It was Billie’s idea to have this meeting today. He wasn’t far from Carrollton, anyway, killing time at Bass Pro Shops, a cavernous hunting and fishing store outside of Dallas.

With its in-house shooting gallery, archery range, and brewpub, BPS could almost be an amusement park, and Billie had been looking forward to getting some quality R&R in—trying a few rifles out, maybe a crossbow. Stacey had come along for the ride and had invited her son, Dustin, and Billie’s nephew, Michael, to go with them to meet Mr. John.  

Billie had mixed feelings about these youngsters he had in tow.

Up to this point, he’d been happy to spread Mr. John’s money around. But Billie’d been stringing Mr. John along for so long now, sooner or later the well was bound to run dry. Billie’d burned through so much of the money already that he was starting to feel like he really ought to be looking out for himself at this point.

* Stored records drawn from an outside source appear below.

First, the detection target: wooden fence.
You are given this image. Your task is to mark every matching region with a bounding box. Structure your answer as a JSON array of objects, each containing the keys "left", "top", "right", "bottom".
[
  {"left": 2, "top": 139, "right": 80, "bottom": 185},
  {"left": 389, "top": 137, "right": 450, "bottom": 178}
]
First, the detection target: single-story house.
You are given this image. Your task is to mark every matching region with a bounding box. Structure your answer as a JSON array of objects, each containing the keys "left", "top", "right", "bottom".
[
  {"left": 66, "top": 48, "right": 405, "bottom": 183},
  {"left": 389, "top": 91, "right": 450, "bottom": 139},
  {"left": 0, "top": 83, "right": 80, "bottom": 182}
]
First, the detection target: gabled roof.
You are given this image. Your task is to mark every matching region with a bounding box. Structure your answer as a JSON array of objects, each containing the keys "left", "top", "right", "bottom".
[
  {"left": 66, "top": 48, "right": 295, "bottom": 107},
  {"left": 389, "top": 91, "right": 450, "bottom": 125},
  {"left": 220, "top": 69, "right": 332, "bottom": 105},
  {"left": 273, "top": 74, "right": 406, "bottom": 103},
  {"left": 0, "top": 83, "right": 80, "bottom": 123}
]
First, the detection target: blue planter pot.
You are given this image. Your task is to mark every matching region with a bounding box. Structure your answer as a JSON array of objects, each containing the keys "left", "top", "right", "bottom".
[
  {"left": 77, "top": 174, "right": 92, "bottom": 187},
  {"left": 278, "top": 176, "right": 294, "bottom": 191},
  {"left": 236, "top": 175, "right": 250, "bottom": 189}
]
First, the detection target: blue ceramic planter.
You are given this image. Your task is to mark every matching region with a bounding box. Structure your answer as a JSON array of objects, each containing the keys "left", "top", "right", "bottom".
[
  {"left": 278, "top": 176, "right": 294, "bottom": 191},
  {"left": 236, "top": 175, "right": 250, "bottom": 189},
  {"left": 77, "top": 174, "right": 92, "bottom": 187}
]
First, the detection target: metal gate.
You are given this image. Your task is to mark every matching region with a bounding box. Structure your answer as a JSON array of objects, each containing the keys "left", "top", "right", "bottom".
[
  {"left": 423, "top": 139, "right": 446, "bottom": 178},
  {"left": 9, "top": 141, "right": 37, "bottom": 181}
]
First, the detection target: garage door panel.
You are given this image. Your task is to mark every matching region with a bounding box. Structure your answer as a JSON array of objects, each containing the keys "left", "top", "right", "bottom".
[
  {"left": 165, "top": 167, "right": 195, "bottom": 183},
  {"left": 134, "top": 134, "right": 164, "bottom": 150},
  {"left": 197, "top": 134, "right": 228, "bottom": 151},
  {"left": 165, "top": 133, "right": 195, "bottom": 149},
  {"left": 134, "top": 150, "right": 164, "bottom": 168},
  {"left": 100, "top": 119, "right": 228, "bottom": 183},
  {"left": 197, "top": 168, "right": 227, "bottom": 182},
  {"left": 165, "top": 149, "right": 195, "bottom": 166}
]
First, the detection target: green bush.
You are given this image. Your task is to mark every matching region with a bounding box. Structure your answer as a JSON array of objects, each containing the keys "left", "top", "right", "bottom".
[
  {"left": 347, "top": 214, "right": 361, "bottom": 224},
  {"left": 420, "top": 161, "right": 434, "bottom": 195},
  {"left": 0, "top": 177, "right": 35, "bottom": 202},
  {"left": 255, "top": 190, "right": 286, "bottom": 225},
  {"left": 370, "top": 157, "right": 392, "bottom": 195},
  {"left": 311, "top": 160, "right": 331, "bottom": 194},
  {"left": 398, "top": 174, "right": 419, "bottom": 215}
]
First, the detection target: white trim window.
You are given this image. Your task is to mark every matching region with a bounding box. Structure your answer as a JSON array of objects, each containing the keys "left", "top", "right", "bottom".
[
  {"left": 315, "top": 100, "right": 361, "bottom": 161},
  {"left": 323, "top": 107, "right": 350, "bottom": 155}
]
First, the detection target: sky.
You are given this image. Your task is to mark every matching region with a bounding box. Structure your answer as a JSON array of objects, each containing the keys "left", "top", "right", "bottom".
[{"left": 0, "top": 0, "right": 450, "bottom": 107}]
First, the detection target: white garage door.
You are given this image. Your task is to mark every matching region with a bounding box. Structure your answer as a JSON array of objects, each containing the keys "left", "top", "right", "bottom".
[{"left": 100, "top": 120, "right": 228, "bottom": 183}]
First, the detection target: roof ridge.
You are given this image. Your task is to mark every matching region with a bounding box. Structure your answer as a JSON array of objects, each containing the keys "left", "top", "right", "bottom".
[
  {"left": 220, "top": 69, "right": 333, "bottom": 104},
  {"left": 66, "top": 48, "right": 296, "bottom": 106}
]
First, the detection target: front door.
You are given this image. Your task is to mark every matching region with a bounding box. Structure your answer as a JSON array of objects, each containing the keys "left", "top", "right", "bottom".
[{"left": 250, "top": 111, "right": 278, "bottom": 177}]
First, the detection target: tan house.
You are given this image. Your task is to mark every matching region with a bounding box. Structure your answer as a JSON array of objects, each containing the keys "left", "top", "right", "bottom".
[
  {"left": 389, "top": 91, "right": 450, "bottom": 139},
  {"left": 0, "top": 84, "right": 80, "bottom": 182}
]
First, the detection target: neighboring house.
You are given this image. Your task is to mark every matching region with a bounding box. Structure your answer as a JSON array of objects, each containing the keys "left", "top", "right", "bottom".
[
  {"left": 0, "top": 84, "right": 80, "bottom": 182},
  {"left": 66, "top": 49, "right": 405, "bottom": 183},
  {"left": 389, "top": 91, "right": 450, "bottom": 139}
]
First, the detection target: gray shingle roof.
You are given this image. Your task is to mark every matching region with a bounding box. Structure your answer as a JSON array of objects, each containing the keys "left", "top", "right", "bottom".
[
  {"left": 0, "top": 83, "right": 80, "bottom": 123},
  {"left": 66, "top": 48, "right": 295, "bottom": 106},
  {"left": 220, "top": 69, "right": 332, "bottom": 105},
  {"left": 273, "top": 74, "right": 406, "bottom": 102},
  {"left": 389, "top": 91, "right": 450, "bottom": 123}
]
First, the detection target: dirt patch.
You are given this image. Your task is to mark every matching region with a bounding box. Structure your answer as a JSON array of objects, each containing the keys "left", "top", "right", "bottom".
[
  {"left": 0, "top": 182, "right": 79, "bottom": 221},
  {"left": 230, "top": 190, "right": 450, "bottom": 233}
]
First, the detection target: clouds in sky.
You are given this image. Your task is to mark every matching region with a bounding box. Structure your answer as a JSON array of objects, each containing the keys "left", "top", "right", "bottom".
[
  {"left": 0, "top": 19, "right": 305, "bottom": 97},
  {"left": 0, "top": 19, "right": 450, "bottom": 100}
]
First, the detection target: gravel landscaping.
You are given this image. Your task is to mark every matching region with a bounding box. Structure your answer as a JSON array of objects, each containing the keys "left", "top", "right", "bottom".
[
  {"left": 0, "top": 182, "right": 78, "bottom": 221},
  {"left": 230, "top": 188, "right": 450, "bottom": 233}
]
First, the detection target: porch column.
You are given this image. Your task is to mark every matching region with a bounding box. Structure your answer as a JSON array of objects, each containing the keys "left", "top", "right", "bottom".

On the other hand, Billie knew that he’d begun to run out of excuses, so if Mr. John did threaten to call it quits, he could always shift the blame over to Dustin and Speck.

All in all, it might not be the worst thing to have them along. And as things turned out, Speck was the one who ended up doing most of the talking while Billie nursed his beer.

By the end of the meeting, he’d hatched a whole new plot with Mr. John.

What it amounted to was this: Nancy Howard had been planning a trip to San Marcos—the Texas town where she and Frank Howard had first met. Speck would follow her, shoot her there, and take a cell-phone photograph of her corpse, which he would show to Mr. John in person back up in Carrollton.

Once he’d seen it, Mr. John would give Billie, Stacey, Dustin, and Speck $100,000, drawn on Nancy’s life insurance policy, which they would split between them.

Then he’d pay them $5,000 a week—money that they would split too—for the rest of their lives.

Billie did the math in his head: That was a quarter million dollars a year, give or take. And if Mr. John changed his mind about paying, Stacey had enough dirt on the man to blackmail him into paying whatever he had left. Either way, they were going to get their hands on every last cent of Mr. John’s money.

For the first time, the thought of actually killing Nancy Howard—instead of just stringing Mr. John along, and along, and along—seemed like the best way to go.